Fremde Federn
Denkmal für George Washington stand in der Mitte. »Das erste Denkmal für George in den ganzen USA. Älter als das in D. C.« General Washington stand auf einer wunderschönen Marmorsäule. »Über zweihundert Stufen, aber ein großartiger Blick auf die Stadt. Wollen Sie hochgehen? Ich warte.«
Wieder lehnte Melrose ab; er war zu beschäftigt, Hughies Aussagen zu überprüfen. Sie waren korrekt - bisher. Er und Hughie schauten zu der Statue hoch. Der Künstler hatte Washington gestaltet, wie er etwas signierte oder übergab.
Regelrecht ehrfürchtig sagte Hughie: »Er unterzeichnet die Unabhängigkeitserklärung.« Dann stampfte er mit dem Fuß auf den Boden. »Hier auf diesen paar Quadratmetern sind ein paar hundert Soldaten aus dem Bürgerkrieg begraben.«
Melrose wühlte sich durch die Seiten. »Einen Moment. Sie verwechseln Washington und Jefferson, stimmt’s? Und meinen Sie nicht vielleicht den Unabhängigkeitskrieg?«
Hughie grummelte was von Haarspalterei, und sie kletterten ins Taxi zurück.
»Aber das Denkmal«, sagte Melrose, entschlossen, diese Fehlinformationsquelle zu verstopfen, »ist für General Washington.«
»Wer sagt’s denn«, meinte Hughie frohgemut und rammte den Schaltknüppel in den Gang. »Wo jetzt hin?«
»Zur Westminster Church«, seufzte Melrose.
Auf dem Weg dorthin fing Hughie an, über Napoleons Bruder zu reden. »Hat ein Mädchen aus Baltimore geheiratet, ehrlich.«
Napoleons Bruder. Melrose juckte es in den Fingern. Her mit einem Gewehr!

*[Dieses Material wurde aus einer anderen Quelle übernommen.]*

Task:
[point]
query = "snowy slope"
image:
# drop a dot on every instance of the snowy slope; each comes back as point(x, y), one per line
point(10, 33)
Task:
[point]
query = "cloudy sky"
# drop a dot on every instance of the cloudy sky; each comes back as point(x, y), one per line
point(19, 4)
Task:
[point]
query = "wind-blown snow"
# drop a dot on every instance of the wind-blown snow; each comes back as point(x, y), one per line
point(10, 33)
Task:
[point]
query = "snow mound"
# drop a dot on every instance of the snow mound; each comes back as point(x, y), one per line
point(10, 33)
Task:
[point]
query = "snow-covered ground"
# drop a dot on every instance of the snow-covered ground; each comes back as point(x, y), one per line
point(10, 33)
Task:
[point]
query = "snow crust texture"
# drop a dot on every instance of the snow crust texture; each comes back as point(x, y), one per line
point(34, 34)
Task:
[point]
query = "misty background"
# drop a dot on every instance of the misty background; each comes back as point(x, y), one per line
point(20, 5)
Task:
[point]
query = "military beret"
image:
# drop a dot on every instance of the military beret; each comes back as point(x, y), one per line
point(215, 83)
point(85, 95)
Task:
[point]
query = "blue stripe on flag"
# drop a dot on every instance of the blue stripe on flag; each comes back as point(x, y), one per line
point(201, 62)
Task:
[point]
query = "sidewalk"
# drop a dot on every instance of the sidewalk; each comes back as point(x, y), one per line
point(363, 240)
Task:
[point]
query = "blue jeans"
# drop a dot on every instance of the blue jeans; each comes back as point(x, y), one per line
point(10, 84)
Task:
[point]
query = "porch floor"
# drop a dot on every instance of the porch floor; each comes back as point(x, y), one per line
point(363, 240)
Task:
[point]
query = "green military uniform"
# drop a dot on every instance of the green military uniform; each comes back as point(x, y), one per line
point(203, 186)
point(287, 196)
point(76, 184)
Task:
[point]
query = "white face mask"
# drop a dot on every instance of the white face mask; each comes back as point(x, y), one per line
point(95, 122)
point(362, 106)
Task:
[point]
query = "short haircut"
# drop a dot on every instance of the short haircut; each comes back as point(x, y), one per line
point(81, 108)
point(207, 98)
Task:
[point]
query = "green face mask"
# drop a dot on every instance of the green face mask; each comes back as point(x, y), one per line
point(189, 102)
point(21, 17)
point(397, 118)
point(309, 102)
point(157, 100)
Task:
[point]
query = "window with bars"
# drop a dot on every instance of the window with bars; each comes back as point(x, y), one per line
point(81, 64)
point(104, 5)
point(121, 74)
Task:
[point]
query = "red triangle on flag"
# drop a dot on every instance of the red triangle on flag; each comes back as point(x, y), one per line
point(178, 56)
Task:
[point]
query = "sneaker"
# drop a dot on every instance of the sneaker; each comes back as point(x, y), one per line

»Er ist mit einem Knopf in ihrem Spitzenkleid hängengeblieben. Ich frag mich« - Hughie kutschierte, lässig den Arm über den Sitz gelegt und zu Melrose umgewandt -»wo der Knopf wohl saß.« Er lachte lauthals los und schaffte es gerade noch, einem gewaltigen Sattelschlepper auszuweichen.
Der Fahrer des riesigen Gefährts, ein Schwarzer, vom Format eines Fängers der Redskins, drückte voll auf die Hupe, was Hughie veranlaßte, sein Fenster herunterzukurbeln und zu schreien: »Hast wohl nichts Besseres zu tun, Arschloch!« Was wiederum den LKW-Fahrer zu einem unüberhörbaren »Fick dich!« veranlaßte. Nachdem sich Hughie dergestalt um die Verbesserung der Straßenverkehrs- und Rassenbeziehungen verdient gemacht hatte, stieg er aufs Gas, um eine gelbe Ampel, die gerade auf Rot umschaltete, zu überfahren.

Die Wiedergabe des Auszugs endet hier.